CBDCs are issued by different countries for different reasons. But there are a few important benefits.
This design aspect of CBDCs can encourage financial inclusion by extending monetary benefits to people who do not have accounts of the bank, keenly if they are targeted at people who do not live near physical banks. For example, with no access of internet, some countries allow their residents to use simple feature phones to send digital transactions at few or cost-free
Why must central banks pay more attention to digital currencies?

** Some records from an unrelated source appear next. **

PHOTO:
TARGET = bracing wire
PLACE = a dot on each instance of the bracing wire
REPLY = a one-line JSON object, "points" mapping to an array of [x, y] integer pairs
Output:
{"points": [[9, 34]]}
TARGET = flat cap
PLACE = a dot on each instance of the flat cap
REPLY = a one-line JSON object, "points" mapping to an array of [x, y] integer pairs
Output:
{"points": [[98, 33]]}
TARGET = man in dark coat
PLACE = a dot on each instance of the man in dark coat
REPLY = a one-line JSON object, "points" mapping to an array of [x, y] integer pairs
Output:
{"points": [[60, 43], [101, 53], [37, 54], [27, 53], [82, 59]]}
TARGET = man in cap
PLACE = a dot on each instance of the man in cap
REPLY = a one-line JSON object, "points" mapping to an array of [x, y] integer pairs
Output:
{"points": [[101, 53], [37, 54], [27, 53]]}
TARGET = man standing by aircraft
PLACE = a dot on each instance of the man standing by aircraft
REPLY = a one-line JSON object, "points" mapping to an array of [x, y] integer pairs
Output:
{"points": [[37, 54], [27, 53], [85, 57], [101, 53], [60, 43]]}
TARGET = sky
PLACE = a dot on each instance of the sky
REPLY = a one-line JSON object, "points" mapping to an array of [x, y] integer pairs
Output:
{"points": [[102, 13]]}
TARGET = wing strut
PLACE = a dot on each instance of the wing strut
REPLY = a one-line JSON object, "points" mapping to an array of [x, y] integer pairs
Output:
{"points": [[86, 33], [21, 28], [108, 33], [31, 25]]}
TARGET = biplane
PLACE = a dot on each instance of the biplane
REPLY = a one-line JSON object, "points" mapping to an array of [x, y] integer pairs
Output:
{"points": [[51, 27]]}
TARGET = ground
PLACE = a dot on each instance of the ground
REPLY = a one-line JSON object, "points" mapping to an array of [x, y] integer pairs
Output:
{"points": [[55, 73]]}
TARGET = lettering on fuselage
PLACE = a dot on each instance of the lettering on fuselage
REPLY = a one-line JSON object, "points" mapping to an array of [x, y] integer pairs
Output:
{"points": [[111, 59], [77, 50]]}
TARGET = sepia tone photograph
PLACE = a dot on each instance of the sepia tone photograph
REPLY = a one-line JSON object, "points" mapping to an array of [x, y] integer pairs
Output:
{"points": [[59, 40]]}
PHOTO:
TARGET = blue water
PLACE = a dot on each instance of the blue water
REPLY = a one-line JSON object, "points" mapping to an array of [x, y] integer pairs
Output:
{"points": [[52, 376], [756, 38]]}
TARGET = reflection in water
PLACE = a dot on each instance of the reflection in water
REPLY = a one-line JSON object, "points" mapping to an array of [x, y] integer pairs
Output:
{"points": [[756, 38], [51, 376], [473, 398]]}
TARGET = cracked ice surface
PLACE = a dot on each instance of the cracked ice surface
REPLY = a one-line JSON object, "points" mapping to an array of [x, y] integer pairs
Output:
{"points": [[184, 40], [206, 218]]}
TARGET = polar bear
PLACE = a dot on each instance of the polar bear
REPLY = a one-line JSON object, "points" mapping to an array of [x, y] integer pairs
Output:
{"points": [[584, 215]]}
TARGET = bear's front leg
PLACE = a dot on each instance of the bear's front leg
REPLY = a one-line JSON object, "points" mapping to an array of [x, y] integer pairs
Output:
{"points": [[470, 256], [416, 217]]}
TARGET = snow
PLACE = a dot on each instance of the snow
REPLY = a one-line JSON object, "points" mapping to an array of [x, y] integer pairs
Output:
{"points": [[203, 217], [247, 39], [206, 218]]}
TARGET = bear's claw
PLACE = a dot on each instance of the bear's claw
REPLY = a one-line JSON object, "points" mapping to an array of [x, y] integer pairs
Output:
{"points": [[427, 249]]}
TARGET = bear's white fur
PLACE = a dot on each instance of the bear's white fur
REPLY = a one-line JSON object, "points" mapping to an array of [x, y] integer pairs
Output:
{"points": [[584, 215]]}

One advantage of central bank digital currencies is that they can be employed to distribute welfare payments more evenly during emergencies like the Covid-19 pandemic. No one would disagree that Covid-19 was not great for many people. CBDCs can play an important role in such cases.
Such technology can help to bring down the cost of remittances in Africa because of the cheap digital infrastructure that has taken root in countries like Nigeria. Credit bureau crypto collectibles can facilitate more speedy and cost-effective sending of remittances by reducing payment time and fostering competition between service providers. They could expand trade, both in the area and further afield.
In spite of this, CBDCs come with challenges and risks. African and other countries need to provide better approach to infrastructure of digital apps. In the sub-Saharan region, more work needs to be done.
On top of that, central banks need to figure out how to take risks of privacy of data, including hacking and leaks, into account. This, in turn, presents a danger that people will withdraw much of their money from the banks to buy CBDCs, thereby endangering the banks’ capacity to lend. And this is a big crises for countries with unsteady financial systems.